Rencontre : Lorenza Jean Elizabeth,107 ans, libre et sans fers

Grâce à son mari, Pierre-Michel Elizabeth, Lorenza Elizabeth, née Jean, et âgée aujourd’hui de 107 ans, a eu pour ancêtre Elisa Elisabeth. Cette dernière était une apprentie du gouvernement, titre obtenu après l’adoption, en 1807, de l’acte d’abolition de la traite des esclaves en Grande-Bretagne. La famille de Lorenza Jean Elizabeth se bat aujourd’hui pour reprendre possession des biens ayant appartenu à leur ancêtre.
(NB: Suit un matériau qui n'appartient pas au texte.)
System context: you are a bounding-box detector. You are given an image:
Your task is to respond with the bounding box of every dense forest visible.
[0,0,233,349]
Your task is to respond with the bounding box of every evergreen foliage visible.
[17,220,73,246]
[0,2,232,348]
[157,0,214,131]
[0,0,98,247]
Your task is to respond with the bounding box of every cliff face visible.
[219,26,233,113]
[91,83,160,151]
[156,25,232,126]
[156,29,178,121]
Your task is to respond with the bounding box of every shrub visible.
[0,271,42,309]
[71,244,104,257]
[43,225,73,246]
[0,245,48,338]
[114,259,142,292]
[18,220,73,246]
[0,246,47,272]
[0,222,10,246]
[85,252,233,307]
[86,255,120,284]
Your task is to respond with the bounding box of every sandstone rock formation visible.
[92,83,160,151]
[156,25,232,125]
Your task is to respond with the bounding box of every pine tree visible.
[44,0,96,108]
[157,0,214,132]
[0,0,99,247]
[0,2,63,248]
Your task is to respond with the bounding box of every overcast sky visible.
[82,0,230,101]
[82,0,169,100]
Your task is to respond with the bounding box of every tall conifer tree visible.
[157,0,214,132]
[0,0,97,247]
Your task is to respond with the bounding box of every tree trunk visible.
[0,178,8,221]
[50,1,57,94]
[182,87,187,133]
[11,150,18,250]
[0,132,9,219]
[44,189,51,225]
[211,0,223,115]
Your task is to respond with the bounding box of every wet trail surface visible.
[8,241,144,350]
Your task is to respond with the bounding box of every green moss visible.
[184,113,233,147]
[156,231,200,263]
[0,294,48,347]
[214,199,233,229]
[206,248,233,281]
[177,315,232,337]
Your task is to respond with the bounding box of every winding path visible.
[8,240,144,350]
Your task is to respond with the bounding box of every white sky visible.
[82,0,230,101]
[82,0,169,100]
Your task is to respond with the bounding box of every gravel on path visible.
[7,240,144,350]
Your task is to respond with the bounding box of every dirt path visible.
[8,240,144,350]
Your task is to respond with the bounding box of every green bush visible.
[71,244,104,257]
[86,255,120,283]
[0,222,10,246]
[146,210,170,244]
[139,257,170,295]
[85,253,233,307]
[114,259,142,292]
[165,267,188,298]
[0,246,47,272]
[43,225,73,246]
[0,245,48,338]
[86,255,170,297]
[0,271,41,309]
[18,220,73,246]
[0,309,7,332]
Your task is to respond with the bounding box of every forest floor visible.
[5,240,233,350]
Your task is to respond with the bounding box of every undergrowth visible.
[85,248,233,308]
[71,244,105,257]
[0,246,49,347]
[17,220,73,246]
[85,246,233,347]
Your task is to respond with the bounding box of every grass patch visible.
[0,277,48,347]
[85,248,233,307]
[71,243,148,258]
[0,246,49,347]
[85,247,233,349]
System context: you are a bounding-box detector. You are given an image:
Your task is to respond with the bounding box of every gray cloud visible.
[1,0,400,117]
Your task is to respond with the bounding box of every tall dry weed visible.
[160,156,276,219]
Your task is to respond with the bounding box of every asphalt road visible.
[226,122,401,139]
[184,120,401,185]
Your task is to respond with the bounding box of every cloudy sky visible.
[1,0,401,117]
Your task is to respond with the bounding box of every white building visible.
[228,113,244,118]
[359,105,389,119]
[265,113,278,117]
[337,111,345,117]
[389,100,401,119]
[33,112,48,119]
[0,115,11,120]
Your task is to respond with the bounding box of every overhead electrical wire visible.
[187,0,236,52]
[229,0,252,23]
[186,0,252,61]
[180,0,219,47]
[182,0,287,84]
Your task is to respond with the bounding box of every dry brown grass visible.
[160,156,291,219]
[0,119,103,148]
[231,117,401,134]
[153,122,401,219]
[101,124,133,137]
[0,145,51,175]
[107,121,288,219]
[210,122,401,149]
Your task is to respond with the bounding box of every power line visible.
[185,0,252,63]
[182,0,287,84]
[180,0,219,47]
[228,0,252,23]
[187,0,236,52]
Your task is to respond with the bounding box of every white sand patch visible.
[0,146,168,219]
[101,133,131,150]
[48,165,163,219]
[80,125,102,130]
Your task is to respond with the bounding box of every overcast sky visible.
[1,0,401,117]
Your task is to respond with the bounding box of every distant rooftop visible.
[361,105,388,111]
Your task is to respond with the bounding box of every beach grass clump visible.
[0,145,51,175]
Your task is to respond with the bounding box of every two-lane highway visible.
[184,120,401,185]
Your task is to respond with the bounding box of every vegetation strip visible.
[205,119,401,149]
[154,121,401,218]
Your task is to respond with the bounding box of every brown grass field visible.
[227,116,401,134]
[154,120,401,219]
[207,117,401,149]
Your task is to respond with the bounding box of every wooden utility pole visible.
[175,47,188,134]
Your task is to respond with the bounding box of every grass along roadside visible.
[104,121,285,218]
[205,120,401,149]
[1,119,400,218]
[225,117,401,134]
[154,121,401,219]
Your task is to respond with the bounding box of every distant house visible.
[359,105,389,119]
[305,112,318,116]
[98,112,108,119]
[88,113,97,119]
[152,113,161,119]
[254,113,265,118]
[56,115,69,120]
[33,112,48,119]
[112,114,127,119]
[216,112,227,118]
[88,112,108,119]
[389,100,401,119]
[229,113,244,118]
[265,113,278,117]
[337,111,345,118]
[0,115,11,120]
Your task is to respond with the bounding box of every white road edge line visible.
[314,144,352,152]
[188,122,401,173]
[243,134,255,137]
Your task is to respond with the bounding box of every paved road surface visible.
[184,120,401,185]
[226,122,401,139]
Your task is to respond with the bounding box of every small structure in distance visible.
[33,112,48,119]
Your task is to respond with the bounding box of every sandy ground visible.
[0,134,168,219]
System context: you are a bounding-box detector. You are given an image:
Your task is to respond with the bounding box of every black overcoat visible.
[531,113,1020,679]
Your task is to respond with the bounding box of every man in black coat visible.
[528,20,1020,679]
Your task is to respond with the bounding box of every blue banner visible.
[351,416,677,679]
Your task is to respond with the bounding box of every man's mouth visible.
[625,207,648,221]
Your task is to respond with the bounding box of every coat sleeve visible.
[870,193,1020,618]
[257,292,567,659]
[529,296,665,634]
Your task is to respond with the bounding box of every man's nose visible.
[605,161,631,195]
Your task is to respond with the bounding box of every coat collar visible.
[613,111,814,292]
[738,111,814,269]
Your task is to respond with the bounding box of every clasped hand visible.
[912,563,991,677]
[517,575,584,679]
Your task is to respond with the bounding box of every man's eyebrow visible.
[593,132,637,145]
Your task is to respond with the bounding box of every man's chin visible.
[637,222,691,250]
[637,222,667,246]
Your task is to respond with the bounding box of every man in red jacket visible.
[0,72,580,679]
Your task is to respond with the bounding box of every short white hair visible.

Le-Mauricien a rencontré la doyenne, Lorenza, ses deux fils, Marc et Nicolas, et sa fille Lauren. À 107 ans, Lorenza n’a plus que quelques flashs en mémoire, mais son regard vif et sa foi en Dieu, dont elle chante les louanges, et ses gestes affectueux vont droit au cœur.
Petit bout de femme, avec un joli vernis rose posé sur les ongles, Lorenza Jean Elizabeth incarne le rayonnement solaire. Malgré des oublis dus à son grand âge, dès que le photographe se met à la filmer, elle s’écrie : « Je me vois dans la caméra. Je m’appelle Lorenza Jean. »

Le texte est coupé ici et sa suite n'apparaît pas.